- Location of Amagon in Jackson County, Arkansas.
- Coordinates: 35°33′47″N 91°06′34″W﻿ / ﻿35.56306°N 91.10944°W
- Country: United States
- State: Arkansas
- County: Jackson

Area
- • Total: 0.11 sq mi (0.29 km^{2})
- • Land: 0.11 sq mi (0.29 km^{2})
- • Water: 0 sq mi (0.00 km^{2})
- Elevation: 223 ft (68 m)

Population (2020)
- • Total: 69
- • Estimate (2025): 71
- • Density: 620.1/sq mi (239.42/km^{2})
- Time zone: UTC-6 (Central (CST))
- • Summer (DST): UTC-5 (CDT)
- ZIP code: 72005
- Area code: 870
- FIPS code: 05-01270
- GNIS feature ID: 2405147

= Amagon, Arkansas =

Amagon is a town in Jackson County, Arkansas, United States. The population was 69 at the 2020 census. It is the birthplace of former Governor of Arkansas Mike Beebe.

==Geography==

According to the United States Census Bureau, the town has a total area of 0.3 sqkm, all land.

==Demographics==

As of the census of 2000, there were 95 people, 39 households, and 29 families residing in the town. The population density was 366.8 /km2. There were 49 housing units at an average density of 189.2 /km2. The racial makeup of the town was 93.68% White, 6.32% from other races. 6.32% of the population were Hispanic or Latino of any race.
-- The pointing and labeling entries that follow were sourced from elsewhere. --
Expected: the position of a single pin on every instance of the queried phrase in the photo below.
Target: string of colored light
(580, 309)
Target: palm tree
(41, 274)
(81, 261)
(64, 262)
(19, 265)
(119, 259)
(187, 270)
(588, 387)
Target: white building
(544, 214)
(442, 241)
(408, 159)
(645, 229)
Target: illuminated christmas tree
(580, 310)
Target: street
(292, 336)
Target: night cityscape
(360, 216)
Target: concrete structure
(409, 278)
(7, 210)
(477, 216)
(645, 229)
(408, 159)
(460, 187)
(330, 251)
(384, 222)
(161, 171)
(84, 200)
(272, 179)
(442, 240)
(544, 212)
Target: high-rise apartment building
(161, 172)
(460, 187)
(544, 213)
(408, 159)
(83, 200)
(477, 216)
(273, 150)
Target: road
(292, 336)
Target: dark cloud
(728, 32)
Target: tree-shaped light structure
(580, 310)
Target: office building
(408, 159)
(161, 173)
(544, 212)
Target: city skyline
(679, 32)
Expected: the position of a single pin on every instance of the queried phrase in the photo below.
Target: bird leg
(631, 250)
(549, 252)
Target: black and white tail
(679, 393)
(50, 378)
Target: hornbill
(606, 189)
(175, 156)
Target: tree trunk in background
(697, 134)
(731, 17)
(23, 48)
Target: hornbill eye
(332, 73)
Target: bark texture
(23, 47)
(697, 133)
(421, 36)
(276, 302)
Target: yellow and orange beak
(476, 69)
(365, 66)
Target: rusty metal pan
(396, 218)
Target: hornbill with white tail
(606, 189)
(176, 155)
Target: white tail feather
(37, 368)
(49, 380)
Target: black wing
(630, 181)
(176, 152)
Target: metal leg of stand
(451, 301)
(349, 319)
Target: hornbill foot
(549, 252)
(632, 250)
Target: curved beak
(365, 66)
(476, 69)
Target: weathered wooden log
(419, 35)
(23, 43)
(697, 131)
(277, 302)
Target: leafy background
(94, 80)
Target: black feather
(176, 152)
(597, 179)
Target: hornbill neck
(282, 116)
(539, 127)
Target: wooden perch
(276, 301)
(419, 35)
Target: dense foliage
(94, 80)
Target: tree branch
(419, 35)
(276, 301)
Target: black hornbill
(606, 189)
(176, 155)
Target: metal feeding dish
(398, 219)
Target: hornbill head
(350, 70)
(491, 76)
There were 39 households, out of which 28.2% had children under the age of 18 living with them, 61.5% were married couples living together, 15.4% had a female householder with no husband present, and 23.1% were non-families. 20.5% of all households were made up of individuals, and 15.4% had someone living alone who was 65 years of age or older. The average household size was 2.44 and the average family size was 2.83.

In the town, the population was spread out, with 23.2% under the age of 18, 5.3% from 18 to 24, 21.1% from 25 to 44, 31.6% from 45 to 64, and 18.9% who were 65 years of age or older. The median age was 46 years. For every 100 females, there were 72.7 males. For every 100 females age 18 and over, there were 87.2 males.

The median income for a household in the town was $15,938, and the median income for a family was $18,750. Males had a median income of $17,083 versus $12,500 for females. The per capita income for the town was $10,294. There were 23.3% of families and 20.5% of the population living below the poverty line, including 28.6% of under eighteens and 33.3% of those over 64.

Historical population
| Census | Pop. | Note | %± |
| 1950 | 181 |  | — |
| 1960 | 234 |  | 29.3% |
| 1970 | 136 |  | −41.9% |
| 1980 | 126 |  | −7.4% |
| 1990 | 108 |  | −14.3% |
| 2000 | 95 |  | −12.0% |
| 2010 | 98 |  | 3.2% |
| 2020 | 69 |  | −29.6% |
| 2025 (est.) | 71 | Increase | 2.9% |
U.S. Decennial Census

==Education==
It is in the Newport School District.